A challenge I have always faced is stopping myself from attempting to foresee the future. If I am truly interested in a person, if we click and find that strange rhythm that carries two people into the "more than friends" zone, I have a tendency to critique her and me and find the things that we share and what we differ on. I then make little judgements about what will work and not work and whether or not we will last.
This is a terrible and ridiculous habit that is destructive and I am not entirely sure why I do it. Is it a defense mechanism? Am I setting up a bomb shelter before I even know that there will be a bomb?
It seems so.
When I was teaching, it was important to leave my baggage at the door so that I could focus on the students. Maybe that is a tactic that should be employed as we enter new relationships. Leave the stuff from past loves at the door, both the good and the bad.
I say "the good" because bringing the wonderful memories of a past flame into a new relationship places an invisible burden on the target of your affection.
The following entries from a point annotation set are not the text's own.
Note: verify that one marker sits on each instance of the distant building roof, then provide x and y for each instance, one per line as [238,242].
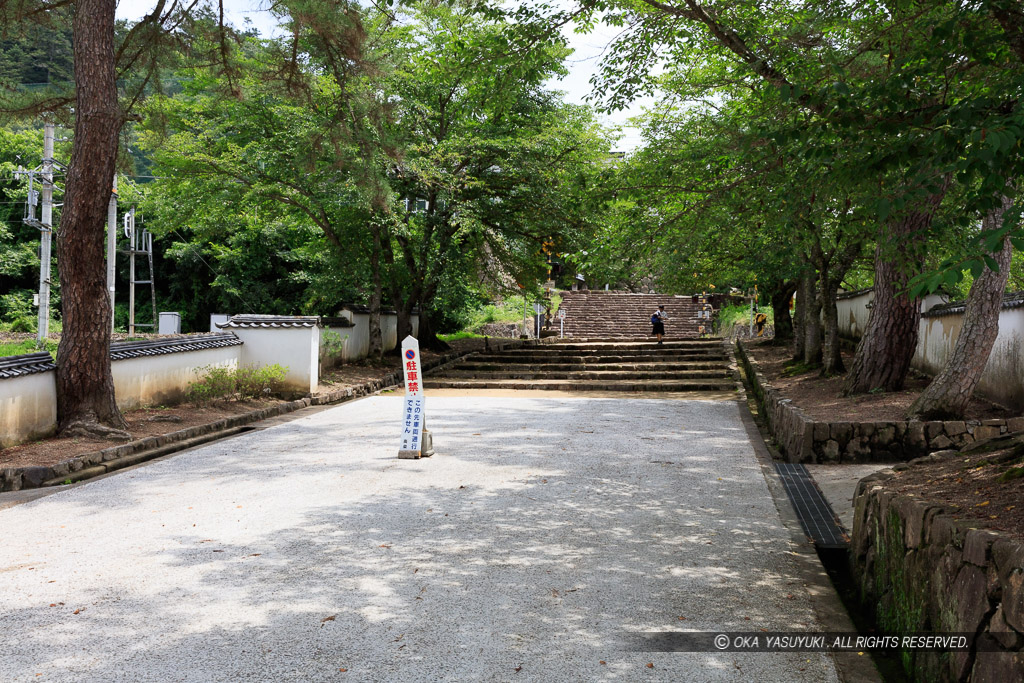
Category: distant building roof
[137,349]
[269,322]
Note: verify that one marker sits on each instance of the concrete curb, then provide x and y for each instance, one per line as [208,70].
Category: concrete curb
[96,463]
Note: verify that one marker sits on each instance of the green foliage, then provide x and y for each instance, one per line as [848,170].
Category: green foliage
[732,314]
[508,310]
[219,384]
[460,335]
[333,342]
[27,346]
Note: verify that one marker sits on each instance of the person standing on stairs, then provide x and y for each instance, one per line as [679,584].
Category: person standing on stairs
[657,324]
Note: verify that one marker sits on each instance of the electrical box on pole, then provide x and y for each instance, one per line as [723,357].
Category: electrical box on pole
[139,243]
[46,235]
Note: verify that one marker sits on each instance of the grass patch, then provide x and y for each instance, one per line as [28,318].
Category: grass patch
[460,335]
[795,368]
[27,346]
[1011,474]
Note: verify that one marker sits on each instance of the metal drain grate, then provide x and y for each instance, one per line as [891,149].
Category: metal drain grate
[816,516]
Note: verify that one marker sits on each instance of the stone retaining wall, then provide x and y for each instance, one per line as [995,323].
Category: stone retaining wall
[802,439]
[920,569]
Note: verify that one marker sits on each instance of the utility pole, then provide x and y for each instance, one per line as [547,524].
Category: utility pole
[138,243]
[112,245]
[130,232]
[46,235]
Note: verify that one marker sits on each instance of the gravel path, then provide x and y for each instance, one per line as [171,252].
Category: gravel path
[543,530]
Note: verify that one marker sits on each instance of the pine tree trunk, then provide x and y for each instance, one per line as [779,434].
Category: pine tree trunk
[884,354]
[812,318]
[85,387]
[780,298]
[949,393]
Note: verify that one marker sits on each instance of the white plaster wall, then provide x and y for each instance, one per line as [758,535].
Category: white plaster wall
[156,380]
[294,348]
[28,408]
[1003,379]
[329,357]
[389,331]
[358,343]
[853,314]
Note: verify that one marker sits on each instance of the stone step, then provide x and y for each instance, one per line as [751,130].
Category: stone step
[674,345]
[546,374]
[537,358]
[589,367]
[556,350]
[584,385]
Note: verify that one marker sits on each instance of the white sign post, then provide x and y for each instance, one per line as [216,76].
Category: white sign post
[416,440]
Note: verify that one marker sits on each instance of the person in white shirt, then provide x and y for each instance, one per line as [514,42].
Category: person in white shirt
[657,323]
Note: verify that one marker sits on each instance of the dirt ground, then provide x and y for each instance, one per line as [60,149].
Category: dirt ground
[141,423]
[987,487]
[821,398]
[969,482]
[163,420]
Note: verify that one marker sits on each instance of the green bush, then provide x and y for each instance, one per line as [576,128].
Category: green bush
[220,384]
[27,346]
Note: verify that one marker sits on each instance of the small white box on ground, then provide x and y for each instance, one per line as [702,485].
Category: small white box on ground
[170,323]
[217,317]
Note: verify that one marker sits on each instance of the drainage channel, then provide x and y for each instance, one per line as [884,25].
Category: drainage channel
[821,525]
[816,516]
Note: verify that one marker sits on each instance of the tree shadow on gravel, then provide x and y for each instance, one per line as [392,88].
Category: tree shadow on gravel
[502,551]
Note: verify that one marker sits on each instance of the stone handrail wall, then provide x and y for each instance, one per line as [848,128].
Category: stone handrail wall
[920,569]
[803,439]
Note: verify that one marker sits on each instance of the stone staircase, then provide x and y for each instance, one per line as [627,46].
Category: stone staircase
[605,366]
[599,314]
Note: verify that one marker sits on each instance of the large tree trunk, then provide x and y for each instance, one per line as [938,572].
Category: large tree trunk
[885,351]
[812,318]
[376,295]
[799,336]
[832,268]
[85,386]
[832,353]
[404,322]
[780,298]
[428,336]
[948,394]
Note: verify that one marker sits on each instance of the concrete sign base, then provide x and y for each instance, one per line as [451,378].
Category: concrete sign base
[426,452]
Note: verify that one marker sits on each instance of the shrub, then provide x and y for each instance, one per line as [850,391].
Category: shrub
[219,384]
[259,382]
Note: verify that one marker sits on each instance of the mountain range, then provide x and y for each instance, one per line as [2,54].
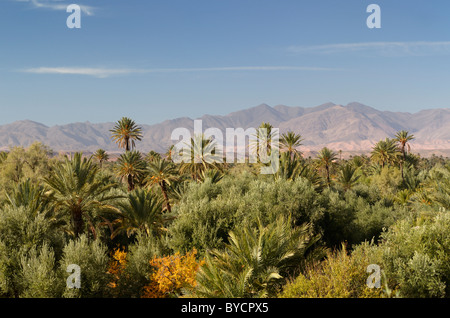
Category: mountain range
[353,128]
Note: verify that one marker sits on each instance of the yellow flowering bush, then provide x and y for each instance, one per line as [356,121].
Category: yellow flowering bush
[171,274]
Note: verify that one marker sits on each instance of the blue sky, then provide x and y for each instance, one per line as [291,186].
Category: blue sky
[158,60]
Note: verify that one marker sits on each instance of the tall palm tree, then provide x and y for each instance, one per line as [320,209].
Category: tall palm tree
[326,158]
[152,155]
[130,166]
[290,167]
[289,142]
[125,133]
[385,152]
[163,173]
[101,155]
[402,138]
[74,190]
[347,177]
[263,140]
[141,210]
[200,156]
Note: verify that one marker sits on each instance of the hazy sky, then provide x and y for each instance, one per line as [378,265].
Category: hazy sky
[157,60]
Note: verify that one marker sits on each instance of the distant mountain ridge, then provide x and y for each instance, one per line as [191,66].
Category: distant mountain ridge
[351,128]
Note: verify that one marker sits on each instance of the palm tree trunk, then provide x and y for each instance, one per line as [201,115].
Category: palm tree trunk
[328,174]
[130,183]
[164,191]
[77,219]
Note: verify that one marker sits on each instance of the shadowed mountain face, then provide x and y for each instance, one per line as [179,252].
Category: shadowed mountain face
[354,127]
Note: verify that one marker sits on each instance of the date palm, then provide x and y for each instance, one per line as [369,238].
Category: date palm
[101,155]
[402,138]
[256,259]
[347,176]
[200,156]
[289,142]
[326,159]
[130,166]
[162,172]
[125,133]
[385,152]
[140,210]
[28,195]
[74,190]
[263,140]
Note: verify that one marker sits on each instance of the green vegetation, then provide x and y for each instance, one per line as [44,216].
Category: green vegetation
[143,226]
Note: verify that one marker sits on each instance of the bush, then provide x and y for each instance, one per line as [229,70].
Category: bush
[340,275]
[39,277]
[415,255]
[92,258]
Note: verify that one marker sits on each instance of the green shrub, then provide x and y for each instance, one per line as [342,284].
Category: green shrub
[92,258]
[340,275]
[39,276]
[415,255]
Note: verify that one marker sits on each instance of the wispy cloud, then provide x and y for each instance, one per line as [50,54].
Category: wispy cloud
[107,72]
[57,5]
[418,48]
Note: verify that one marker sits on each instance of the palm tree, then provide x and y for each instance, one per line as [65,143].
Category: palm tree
[385,152]
[200,156]
[213,175]
[263,140]
[130,166]
[28,195]
[402,138]
[290,167]
[101,155]
[125,133]
[74,190]
[152,155]
[326,158]
[163,173]
[141,210]
[347,177]
[256,259]
[290,141]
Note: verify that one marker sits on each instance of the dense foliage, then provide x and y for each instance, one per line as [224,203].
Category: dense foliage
[142,226]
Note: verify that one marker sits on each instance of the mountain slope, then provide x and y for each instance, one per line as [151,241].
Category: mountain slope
[354,127]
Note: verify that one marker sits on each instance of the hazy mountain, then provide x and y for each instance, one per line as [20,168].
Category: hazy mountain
[354,127]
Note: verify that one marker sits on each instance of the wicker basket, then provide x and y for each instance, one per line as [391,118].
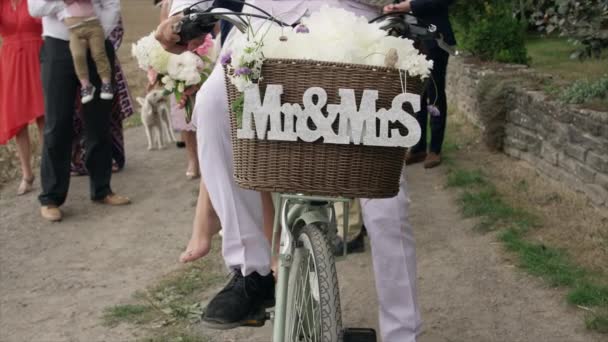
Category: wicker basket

They don't even know it is there, yet they have to carry it around. It seems just as unfair as dumping the bad baggage into their arms as well. The way a person used to look at you, or the way they fit in your arms, or a kiss, or a smell. I think we take pieces from each person and create a perfect image of love for us, which does not make anything easier for us or for the people we are attempting to fit into this image. We subconsciously create our own Frankenstein of love that smashes any hope of really enjoying the person we are with. How can a person unknowingly meet the checklist of qualities that we are, and are not, looking for in a companion?
They can't. By setting this perfection in our mind we are being unfair to others and to ourselves.
I keep catching myself watching for traits in my newest relationship that I have to be wary of. It is a somewhat new thing, but I am scared of women now. I have a hard time letting go and enjoying the time with them. It's like having your best friend watch your house for the weekend while you are on vacation. You hand the keys to them, but have a hard time just letting them go because the thought of coming home to the remains of a party you didn't get to enjoy is too traumatic. But you have to let the keys go and you have to trust them. If you don't, any chance of relaxing and finding the joys of your trip are wasted.
Isn't that what a relationship is? A journey?
Going to Cozumel would lose some of it's flavor if you spent the whole time remembering how awful the flight to Mexico had been or how amazing the food in Italy was. Why not just enjoy the trip you are on? If you don't, it will suck. That much can almost be guaranteed.
I am currently boarding the plane for another trip of my own and I have all the butterflies of excitement as I step into the cabin. The one thing that is holding me up is my personal debate at bringing my carry-on luggage with me. Really, it would be best to throw it to the tarmac and find all the wonderful things my new destination has to offer. It is a struggle, but wouldn't it be for the best? Wouldn't we all benefit from leaving behind the weight we always bring on the plane with us? Hell knows we can always use the extra leg room.